Nasogastric decompression or anti-inflammatory medication for adhesions or inflammatory strictures
Contrast-material enemas, manipulation, and direct enteral irrigation with N-acetylcysteine for uncomplicated
meconium ileus
Manual reduction of incarcerated inguinal hernia
Colonic volvulus may be treated with endoscopic decompression followed by elective bowel resection.
Endoscopic removal of foreign bodies
Paralytic ileus is usually self-limiting and resolves with conservative therapy and medication such as prokinetic
agents (metoclopramide and erythromycin).
SPECIAL THERAPY
Conservative management with decompression by nasogastric tube and IV fluids should be initiated 1st rather than
operating in:
1. Early postoperative, partial, and recurrent adhesive obstructions
2. Necrotizing enterocolitis
3. Intussusception
4. Meconium ileus
5. Duodenal hematomas
6. Superior mesenteric artery syndrome
7. Crohn disease
Successful treatment of adhesive small bowel obstruction with gastrografin and oral medications (laxatives) has
been reported in adults.
SURGERY
Definitive treatment requires an urgent operation.
Exceptions to this rule include are the above mentioned conditions managed conservatively.

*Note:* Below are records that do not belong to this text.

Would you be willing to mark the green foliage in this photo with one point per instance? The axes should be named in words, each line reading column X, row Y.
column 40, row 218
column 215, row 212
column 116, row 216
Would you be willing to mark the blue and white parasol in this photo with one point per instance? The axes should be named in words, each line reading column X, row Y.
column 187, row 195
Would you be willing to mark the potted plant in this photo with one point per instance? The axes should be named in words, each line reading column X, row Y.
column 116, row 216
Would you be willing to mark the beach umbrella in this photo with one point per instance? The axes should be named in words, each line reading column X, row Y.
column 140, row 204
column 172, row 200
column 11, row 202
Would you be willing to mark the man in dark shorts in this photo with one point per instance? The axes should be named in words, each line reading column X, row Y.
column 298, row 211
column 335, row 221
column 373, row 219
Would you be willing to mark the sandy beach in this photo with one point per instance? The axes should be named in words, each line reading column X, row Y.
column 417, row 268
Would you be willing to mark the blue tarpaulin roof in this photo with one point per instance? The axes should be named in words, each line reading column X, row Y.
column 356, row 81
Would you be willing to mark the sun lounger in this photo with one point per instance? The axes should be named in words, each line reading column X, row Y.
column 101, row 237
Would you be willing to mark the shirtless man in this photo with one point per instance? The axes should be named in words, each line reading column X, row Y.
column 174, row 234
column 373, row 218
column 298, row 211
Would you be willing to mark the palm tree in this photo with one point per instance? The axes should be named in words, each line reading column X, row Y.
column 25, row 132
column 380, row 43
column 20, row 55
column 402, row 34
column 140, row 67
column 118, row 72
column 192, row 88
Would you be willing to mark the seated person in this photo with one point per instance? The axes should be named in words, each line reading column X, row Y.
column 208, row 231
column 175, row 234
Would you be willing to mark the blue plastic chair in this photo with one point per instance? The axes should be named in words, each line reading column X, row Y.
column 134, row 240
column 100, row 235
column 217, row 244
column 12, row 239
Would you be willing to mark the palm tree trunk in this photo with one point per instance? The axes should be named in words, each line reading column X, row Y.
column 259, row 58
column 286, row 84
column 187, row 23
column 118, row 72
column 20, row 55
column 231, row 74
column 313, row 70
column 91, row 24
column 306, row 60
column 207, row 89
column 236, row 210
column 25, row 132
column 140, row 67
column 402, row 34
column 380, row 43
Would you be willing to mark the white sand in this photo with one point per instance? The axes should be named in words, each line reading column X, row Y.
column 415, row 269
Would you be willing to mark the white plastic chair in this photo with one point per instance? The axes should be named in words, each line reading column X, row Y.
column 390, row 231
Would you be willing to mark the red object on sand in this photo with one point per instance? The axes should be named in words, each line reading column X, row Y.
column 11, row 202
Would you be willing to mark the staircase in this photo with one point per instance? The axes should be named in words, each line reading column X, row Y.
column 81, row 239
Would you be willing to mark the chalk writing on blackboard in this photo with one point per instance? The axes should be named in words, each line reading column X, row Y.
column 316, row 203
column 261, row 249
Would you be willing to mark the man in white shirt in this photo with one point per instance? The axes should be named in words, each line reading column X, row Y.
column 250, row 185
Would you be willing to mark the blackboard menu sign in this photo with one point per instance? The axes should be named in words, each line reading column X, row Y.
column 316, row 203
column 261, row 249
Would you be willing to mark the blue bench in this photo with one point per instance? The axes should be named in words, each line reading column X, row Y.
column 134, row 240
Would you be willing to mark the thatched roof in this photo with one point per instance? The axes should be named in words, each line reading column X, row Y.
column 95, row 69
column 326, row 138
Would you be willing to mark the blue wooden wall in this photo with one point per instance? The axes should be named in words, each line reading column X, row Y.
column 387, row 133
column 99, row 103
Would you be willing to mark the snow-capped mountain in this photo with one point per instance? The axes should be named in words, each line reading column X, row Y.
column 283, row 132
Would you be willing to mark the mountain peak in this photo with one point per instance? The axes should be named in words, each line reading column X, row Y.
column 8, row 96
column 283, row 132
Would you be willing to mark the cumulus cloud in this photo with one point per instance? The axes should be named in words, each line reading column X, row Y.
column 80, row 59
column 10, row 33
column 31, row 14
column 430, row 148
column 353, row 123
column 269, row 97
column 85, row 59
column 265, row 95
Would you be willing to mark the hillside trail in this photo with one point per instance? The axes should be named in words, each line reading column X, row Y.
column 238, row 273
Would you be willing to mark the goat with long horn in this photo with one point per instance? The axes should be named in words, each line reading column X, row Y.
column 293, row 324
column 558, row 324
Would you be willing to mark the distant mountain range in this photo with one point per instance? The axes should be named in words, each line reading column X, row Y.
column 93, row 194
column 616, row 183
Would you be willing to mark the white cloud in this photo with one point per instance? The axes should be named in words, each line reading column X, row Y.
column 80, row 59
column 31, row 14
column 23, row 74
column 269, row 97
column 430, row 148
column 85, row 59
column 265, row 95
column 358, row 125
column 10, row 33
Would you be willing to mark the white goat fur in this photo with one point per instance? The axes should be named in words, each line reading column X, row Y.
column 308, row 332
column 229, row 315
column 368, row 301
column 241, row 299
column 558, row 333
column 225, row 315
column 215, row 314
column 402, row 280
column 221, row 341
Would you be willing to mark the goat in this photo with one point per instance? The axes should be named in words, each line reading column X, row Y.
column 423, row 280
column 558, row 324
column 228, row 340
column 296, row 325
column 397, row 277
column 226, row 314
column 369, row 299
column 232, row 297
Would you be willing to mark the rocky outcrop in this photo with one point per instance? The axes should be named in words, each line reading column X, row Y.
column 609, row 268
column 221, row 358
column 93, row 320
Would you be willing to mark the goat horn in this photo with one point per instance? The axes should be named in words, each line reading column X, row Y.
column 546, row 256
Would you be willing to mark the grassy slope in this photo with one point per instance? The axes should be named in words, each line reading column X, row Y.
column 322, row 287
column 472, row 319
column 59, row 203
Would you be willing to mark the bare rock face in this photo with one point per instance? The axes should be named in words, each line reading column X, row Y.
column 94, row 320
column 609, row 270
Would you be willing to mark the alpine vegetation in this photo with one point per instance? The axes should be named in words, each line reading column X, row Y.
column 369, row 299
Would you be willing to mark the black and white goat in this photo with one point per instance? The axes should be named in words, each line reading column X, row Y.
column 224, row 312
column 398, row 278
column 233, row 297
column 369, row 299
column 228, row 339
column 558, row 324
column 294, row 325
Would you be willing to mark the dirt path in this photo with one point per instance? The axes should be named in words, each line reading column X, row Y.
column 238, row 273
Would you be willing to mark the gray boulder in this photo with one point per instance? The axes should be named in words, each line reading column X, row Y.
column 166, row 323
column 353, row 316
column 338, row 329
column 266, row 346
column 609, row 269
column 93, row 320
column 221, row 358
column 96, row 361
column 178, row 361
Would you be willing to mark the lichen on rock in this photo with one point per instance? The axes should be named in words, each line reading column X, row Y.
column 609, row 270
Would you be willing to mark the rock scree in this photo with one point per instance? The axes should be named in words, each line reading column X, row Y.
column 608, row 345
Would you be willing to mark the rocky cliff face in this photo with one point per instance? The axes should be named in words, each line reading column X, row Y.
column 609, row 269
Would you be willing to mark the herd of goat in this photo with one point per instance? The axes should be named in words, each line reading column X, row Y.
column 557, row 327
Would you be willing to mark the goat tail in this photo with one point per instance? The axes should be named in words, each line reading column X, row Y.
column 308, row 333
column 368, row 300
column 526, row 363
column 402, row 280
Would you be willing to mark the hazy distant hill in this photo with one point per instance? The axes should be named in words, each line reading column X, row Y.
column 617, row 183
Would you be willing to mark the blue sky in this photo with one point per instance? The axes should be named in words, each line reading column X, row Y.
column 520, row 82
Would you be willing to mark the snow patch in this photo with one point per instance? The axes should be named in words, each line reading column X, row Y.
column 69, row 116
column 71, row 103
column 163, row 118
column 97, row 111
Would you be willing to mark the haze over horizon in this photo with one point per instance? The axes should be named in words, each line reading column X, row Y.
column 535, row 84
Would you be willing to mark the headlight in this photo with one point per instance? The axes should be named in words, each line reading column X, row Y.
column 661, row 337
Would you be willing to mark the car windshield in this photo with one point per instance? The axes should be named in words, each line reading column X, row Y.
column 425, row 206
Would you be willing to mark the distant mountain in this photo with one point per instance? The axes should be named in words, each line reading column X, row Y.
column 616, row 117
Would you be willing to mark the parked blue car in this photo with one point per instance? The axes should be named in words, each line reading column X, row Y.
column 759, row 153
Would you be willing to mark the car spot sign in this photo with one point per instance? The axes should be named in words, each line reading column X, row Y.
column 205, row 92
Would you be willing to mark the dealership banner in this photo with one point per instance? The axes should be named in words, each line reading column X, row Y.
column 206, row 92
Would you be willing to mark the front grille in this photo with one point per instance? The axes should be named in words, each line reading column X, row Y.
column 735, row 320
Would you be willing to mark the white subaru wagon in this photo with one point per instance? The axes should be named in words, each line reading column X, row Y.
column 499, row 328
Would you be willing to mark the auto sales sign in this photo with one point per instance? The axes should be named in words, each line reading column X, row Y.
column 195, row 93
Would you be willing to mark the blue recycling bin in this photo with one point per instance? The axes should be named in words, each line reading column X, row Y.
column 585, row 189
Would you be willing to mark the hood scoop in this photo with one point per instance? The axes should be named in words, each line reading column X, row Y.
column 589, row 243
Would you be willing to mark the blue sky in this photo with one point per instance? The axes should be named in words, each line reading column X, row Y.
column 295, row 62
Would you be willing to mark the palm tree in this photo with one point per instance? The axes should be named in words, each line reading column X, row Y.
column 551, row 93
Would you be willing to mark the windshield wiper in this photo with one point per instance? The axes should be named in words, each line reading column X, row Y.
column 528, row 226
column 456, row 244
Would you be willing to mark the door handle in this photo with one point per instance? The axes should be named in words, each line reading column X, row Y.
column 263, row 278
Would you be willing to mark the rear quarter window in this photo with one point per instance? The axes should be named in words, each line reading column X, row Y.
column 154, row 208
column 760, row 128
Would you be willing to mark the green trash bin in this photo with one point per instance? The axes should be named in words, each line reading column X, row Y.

However, if no
improvement within 1224 hours, surgery is advisable.
The surgical procedure is individualized according to the specific type, site, anatomy of the obstruction, and
associated conditions.
MEDICATIONS
First-Line
Pain relief
Different medications for specific disorders.
Follow-up Recommendations
EXPECTED COURSE/PROGNOSIS
Varies with different causes of intestinal obstruction, age of the patient, presence of prematurity, and associated
anomalies
Associated complications and the institution of prompt treatment influence outcome.
Short bowel syndrome continues to be a major impediment to improved survival rate; permanent parenteral
nutrition is associated with morbidity and mortality.
POSSIBLE COMPLICATIONS
May result from delayed operation:
Dehydration
Intestinal ischemia with sepsis and shock
Bowel perforation and peritonitis
Short-gut syndrome after extensive necrosis and/or resection.

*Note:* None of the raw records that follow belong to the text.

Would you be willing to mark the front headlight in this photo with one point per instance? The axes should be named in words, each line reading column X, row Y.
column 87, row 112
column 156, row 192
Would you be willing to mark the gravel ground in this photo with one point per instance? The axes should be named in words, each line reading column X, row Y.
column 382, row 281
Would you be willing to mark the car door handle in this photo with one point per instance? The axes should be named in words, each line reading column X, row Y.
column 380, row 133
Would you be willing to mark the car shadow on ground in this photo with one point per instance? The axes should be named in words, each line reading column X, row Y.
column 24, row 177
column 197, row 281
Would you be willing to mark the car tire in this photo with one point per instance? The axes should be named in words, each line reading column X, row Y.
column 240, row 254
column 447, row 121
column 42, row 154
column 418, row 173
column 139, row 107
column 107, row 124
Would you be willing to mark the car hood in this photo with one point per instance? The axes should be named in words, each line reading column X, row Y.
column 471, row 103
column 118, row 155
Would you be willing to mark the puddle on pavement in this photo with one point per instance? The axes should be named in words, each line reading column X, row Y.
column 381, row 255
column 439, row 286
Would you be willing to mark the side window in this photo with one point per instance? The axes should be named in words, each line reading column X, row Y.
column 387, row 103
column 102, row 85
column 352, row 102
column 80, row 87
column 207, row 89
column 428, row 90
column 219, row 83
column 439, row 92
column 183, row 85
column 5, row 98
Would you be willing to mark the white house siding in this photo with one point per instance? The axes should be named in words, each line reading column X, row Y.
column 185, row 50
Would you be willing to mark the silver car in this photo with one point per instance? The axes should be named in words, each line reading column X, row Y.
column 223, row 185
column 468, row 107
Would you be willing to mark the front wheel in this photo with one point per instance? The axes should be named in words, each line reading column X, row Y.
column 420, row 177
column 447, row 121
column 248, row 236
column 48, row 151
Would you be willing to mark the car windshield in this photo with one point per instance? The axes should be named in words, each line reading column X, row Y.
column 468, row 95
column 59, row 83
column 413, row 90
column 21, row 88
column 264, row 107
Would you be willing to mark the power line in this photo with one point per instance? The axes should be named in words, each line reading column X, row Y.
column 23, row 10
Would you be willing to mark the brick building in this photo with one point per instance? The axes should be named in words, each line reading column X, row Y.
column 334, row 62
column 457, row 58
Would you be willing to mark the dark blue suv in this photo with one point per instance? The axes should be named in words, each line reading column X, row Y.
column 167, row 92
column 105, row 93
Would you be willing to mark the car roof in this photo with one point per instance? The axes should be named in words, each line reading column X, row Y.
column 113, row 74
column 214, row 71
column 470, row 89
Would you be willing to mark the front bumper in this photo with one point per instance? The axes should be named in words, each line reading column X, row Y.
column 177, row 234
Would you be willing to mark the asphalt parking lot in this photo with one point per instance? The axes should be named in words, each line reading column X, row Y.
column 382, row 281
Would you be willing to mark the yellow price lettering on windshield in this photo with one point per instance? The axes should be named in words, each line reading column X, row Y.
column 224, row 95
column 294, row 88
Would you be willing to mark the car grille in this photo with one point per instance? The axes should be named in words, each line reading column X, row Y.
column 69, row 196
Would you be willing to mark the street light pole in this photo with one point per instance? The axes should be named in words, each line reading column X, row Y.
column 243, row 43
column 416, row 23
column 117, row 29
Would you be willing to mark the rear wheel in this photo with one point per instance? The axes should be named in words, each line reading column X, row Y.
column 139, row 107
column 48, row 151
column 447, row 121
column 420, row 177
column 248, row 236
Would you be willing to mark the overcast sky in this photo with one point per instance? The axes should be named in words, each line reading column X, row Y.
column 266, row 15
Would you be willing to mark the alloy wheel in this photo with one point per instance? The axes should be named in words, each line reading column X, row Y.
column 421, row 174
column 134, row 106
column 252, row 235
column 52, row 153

Frequently Asked Questions
Q: Will my child need surgery for this problem?
A: Most likely; surgical treatment is necessary to correct the cause of intestinal obstruction, except in a few cases,
such as intussusception, pseudo-obstruction, and paralytic ileus.
Q: What is the most common cause of this problem in my 3-day-old son?
A: In an infant, the most common causes are atresias of the intestine, which are absences of the normal amount of
large or small intestine in the abdomen.